A multi-color LED display is integrated into the adaptive rear wing, which can display safety-relevant information as needed—such as "Car Slow," "SC" (Safety Car), or yellow flags. This function is primarily aimed at track day and customer racing events, where fast visual communication between vehicles is essential. Another highlight of the Mercedes-AMG GT XX are its luminous paint segments.

This allows defined areas of the vehicle to be specially highlighted at night. The research and development experts use electroluminescence technology for this: special color pigments emit light in response to the application of an alternating voltage. The brightly luminous paint is therefore clearly visible in the dark. The paint is built up in several electrically conductive and insulating layers. Mercedes-AMG has already successfully used this paint on a GT3 racing car in the 24-hour race at the Nürburgring. On the AMG GT XX, the side member panels are highlighted in illuminated segments corresponding to the AMG logo. But the paint does more than just highlight the vehicle at night: during the charging process, it also serves as a means of communication and provides background information.

The GT XX relies on a fully decoupled architecture between the front and rear axles. While the electric axial flux motor supplies the rear axle directly via a dedicated transmission, the software is capable of controlling all drive torque to all four wheels individually and in real time – including torque vectoring and an electronically controlled limited-slip differential. This highly integrated control system allows dynamic torque distribution between the wheels, adapted to the driving condition, traction, and driving situation.
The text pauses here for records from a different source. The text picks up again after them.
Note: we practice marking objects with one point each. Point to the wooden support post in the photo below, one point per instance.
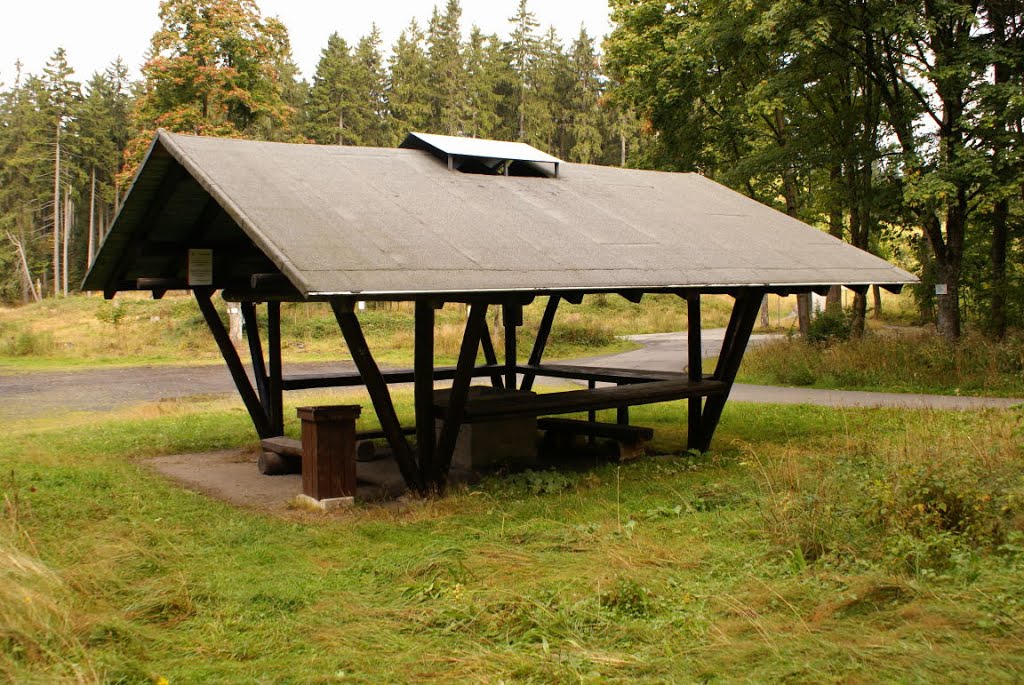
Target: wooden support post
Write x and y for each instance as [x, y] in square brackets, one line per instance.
[512, 318]
[329, 451]
[249, 397]
[543, 331]
[379, 394]
[744, 314]
[256, 351]
[695, 367]
[276, 398]
[591, 415]
[423, 388]
[489, 357]
[459, 394]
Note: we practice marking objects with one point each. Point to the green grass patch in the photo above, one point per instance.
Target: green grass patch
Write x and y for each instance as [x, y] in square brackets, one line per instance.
[812, 545]
[895, 360]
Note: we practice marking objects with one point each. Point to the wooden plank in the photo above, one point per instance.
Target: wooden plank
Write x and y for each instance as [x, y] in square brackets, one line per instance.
[543, 332]
[584, 400]
[249, 397]
[256, 352]
[487, 346]
[457, 395]
[695, 369]
[599, 374]
[275, 384]
[283, 445]
[512, 318]
[393, 376]
[378, 390]
[744, 314]
[423, 390]
[609, 430]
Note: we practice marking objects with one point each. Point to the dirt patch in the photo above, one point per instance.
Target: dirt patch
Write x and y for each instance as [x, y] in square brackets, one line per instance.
[230, 475]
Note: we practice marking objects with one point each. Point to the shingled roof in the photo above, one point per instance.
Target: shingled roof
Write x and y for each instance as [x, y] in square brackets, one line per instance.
[338, 220]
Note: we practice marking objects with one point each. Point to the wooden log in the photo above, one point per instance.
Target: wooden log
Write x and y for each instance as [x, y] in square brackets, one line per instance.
[458, 395]
[423, 389]
[249, 397]
[329, 451]
[695, 369]
[543, 332]
[379, 394]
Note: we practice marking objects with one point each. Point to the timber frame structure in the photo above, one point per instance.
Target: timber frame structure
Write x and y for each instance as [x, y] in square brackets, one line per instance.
[199, 218]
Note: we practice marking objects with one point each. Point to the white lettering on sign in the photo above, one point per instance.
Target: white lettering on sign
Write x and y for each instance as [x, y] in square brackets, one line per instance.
[201, 267]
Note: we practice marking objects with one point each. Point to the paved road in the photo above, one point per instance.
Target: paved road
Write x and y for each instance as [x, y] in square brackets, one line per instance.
[40, 393]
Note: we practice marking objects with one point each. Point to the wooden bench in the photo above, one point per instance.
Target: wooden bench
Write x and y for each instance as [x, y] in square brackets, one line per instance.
[352, 378]
[520, 404]
[627, 434]
[599, 374]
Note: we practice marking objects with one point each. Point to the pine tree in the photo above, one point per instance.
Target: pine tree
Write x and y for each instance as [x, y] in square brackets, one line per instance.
[371, 90]
[65, 94]
[329, 110]
[409, 91]
[522, 47]
[585, 116]
[445, 77]
[485, 69]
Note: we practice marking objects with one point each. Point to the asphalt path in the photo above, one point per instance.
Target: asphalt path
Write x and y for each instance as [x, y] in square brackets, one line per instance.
[41, 393]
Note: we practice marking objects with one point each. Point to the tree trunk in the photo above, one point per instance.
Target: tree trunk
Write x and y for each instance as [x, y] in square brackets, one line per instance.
[857, 314]
[804, 312]
[947, 320]
[56, 214]
[67, 233]
[92, 219]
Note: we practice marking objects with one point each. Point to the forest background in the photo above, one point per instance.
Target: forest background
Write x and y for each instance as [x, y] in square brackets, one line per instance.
[894, 126]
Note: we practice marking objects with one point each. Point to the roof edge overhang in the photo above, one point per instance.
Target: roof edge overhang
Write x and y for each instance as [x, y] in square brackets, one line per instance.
[163, 139]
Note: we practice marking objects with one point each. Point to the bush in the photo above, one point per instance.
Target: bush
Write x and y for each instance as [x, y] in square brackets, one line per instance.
[27, 343]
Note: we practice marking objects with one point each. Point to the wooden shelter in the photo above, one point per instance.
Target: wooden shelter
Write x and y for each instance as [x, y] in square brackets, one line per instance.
[444, 219]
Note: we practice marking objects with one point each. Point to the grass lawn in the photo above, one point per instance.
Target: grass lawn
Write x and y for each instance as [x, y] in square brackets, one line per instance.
[811, 545]
[894, 360]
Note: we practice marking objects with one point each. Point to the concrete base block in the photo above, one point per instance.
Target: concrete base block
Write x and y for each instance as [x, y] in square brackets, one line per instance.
[329, 504]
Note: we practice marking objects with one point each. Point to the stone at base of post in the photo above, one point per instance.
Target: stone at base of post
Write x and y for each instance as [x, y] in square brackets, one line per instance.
[329, 504]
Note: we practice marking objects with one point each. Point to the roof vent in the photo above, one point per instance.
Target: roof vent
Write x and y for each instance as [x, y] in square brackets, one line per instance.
[477, 156]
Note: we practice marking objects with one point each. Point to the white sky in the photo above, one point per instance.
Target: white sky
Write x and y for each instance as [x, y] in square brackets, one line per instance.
[95, 33]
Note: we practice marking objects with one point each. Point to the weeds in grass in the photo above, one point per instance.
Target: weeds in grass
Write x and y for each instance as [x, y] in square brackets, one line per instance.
[920, 503]
[904, 361]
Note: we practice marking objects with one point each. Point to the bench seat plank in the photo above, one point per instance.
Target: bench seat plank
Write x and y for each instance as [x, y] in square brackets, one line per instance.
[498, 407]
[600, 374]
[352, 378]
[630, 434]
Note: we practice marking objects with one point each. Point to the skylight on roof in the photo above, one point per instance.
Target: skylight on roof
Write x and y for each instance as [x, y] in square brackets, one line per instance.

Even though the cockpit features familiar displays and a rectangular steering wheel, the design still appears extremely futuristic. The color scheme is predominantly black with silver and orange accents. The eye is immediately drawn to the spectacular center console. It is designed as an open extruded structure. Instead of a closed cover, it deliberately displays visible bodyshell elements, as in motorsports. Orange-illuminated tubes run through the console, reminiscent of the high-voltage cables of an electric car.

Integrated into the console is a solid structural element in the shape of the AMG crest, milled from solid and illuminated. This open design also allows for the routing of fresh air and cables. The lower section of the cockpit and the center console are connected by vertical H-braces. To save weight, the individually molded carbon shell rear seats, including the cushion pads, are fully integrated into the rear wall of the car. The roof has no inner headliner, allowing a view of the carbon structure. The door panels, with lightweight tubes and orange pull loops, also recall motorsport.